You say that, but Gym80 has got to be at least 4 times as expensive as Technogym or Life fitness. And there are no deals to be had with Gym80. Like by our CV line and have the strength line at cost (or less or even free )

John who sells Gym80 lives in Essex, so many of the old gyms will fitted out by him.


----------



## Phez (Sep 2, 2009)

My old gym was nuthing but new skool weight machines, now I'm hitting the free weights in my mate garage in -2 degree wether, I feel like rocky lol


----------



## Craig660 (Dec 8, 2005)

physcult said:


> You say that, but Gym80 has got to be at least 4 times as expensive as Technogym or Life fitness. And there are no deals to be had with Gym80. Like by our CV line and have the strength line at cost (or less or even free )
> 
> John who sells Gym80 lives in Essex, so many of the old gyms will fitted out by him.


Oh right,

Didnt know they were doing ridiculous deals like that, no wonder everyone is jumping on the band wagon,

Cant knock the gym80 though is all im saying


----------



## physcult (Apr 6, 2008)

Craig660 said:


> Oh right,
> 
> Cant knock the gym80 though is all im saying


Sure:thumbup1:, Its a basic heavy duty machine and gets the job done - but its a high price item , its not a cheap machine like Technongym or the basic Life Fitness line.


----------



## physcult (Apr 6, 2008)

Hamster said:


> I go to Total Fitness in Wakefield, and it's the filthiest fcking gym you ever had the mispleasure to have stepped in.
> 
> You have to be careful what you touch for fear of catching some fatal disease....among another hundred complaints!
> 
> ...


 This one?

http://www.totalfitness.co.uk/health-club/wakefield/


----------



## South Champ Jnr (Mar 26, 2008)

Britbb said:


> 2 reasons why gyms are switching to this brand.
> 
> 1. It's mass produced sh1te. Basically because of the economy for numbers, with its mass production, it is cheaper fro a gym to lease and hire out. They dont have to purchase the actual equipment, they can just lease it...this company specialises in leasing ie monthly rental of the equipment.
> 
> ...


Im GM of a gym you just mentioned, and i can tell you that is EXACTLY correct! Both points are spot on! When we were refurbished they took out a LOT of popular kit with members, and also removed a lot of plates.d


----------



## SK-XO (Aug 6, 2009)

Hamster said:


> Just wish it wasnt run by 16 year olds fresh outa school that have never trained and dont have a clue how to run a gym.

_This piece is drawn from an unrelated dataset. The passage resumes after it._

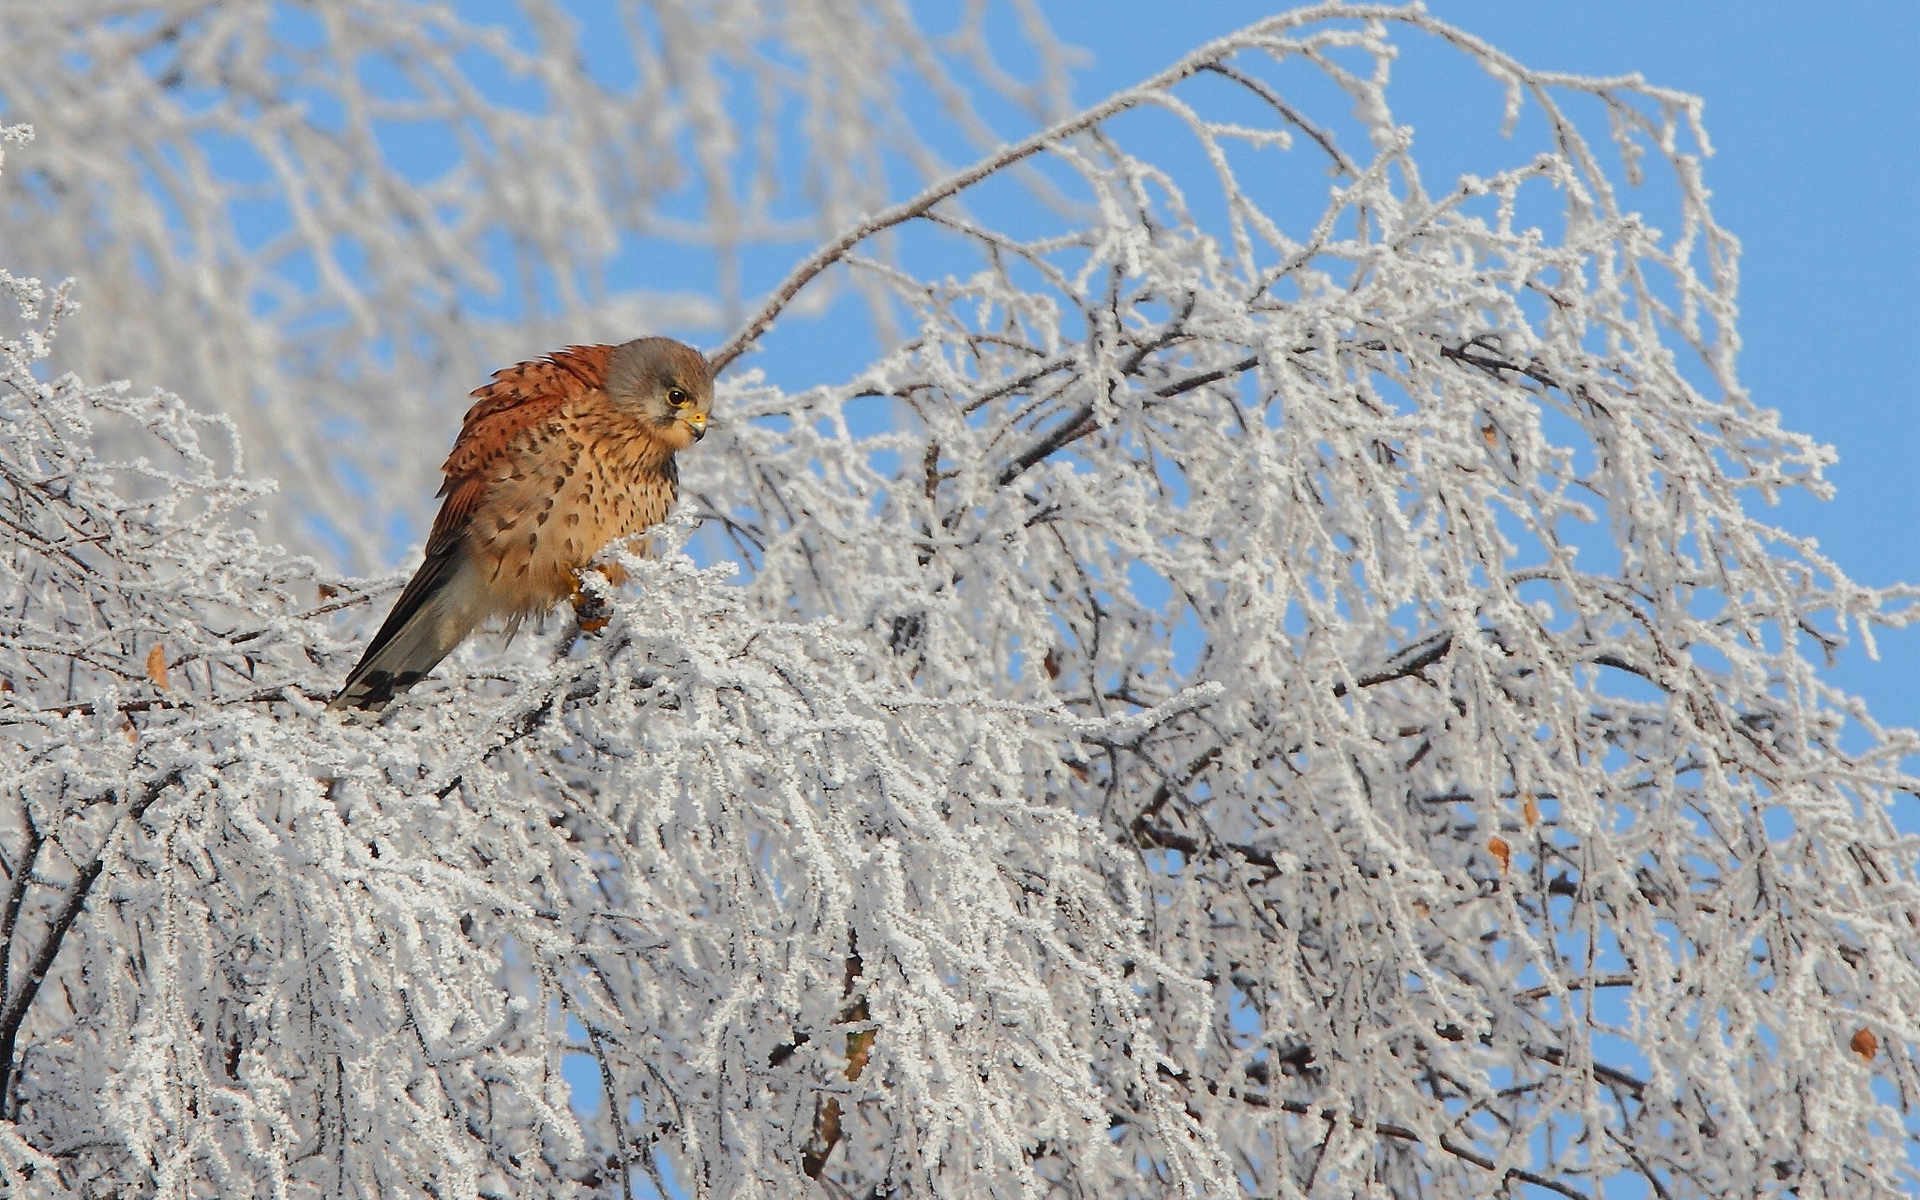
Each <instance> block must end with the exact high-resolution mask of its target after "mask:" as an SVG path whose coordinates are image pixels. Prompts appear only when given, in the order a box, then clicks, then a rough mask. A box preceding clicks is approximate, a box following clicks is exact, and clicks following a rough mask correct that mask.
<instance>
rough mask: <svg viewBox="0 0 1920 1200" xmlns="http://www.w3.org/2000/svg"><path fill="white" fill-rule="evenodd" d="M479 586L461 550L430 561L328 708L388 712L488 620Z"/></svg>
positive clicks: (341, 688) (383, 624)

I completely agree, it annoys me to see that every person working in a gym, well of my local gym are all the same, very very skinny and pale and generally unhelpful.

Tbh I don't really care what any of the fitness industry has to say, but bodybuilding is VERY popular imo. So many people are joining gyms purely for the weight training, not just males but females also. A lot of females train weights at my gym, and even a few who are female bodybuilders are getting stressed at the crappy equipment change.

Technogym is garbage, fact. Life fitness imo was pretty good, I didn't mind it, most of there machines were easy workable and always worked the muscle pretty good. Techno gym is like this fkn star trek crap, complicated to work and feels so tacky and crap. And thanks BrittB. Put it exactly how it is. Gyms trying to cut corners to save the most money. Bannatynes have promised us a squat rack for how many months now? has it happened... no.

I pay £46 a month for membership. And when they start bringing this garbage in, not only are they going to lose me. But several other people in the process. So thats a lot of money the club will be losing. Oh but not even a penny worth to duncan bannatyne though


----------



## essexboy (Sep 7, 2008)

physcult said:


> Sure:thumbup1:, Its a basic heavy duty machine and gets the job done - but its a high price item , its not a cheap machine like Technongym or the basic Life Fitness line.


before i got the home setup, i was using two gyms.Physicals in woodford has a line of nautilus nitro.plus a free weight section ,which is mainly nautilus xplode plateloaders.the Nitro range, whilst not as good as earlier models, are adequate.

I was also using a fitness first.they had a line of new hammer(they are now the same ownership)most are pretty good,The V squat, being the worst.Has a terrible leverage profile.I actually contacted life, masquerading as a potential buyer of a completer circuit, to ask about cam profiles.They didnt know what i meant! this from the biggest supplier in the world.The only details that are covered on their site, is about colour and user friendliness. :confused1:

All my machines at home are keepers.Took a lot of searching, but they are the best out there(save maybe for a few medex pieces)

Building a home gym was the best thing i did.


----------



## SK-XO (Aug 6, 2009)

South Champ Jnr said:


> Im GM of a gym you just mentioned, and i can tell you that is EXACTLY correct! Both points are spot on! When we were refurbished they took out a LOT of popular kit with members, and also removed a lot of plates.d












Another point, my last gym also had these awful plates? they all had varying weights and are awful rubbery pieces of crap, they are like discs not plates :|. These gyms are business run, and to run a business you need to make money, so I see the whole point in getting this garbage in. But imo it's just pushing people away.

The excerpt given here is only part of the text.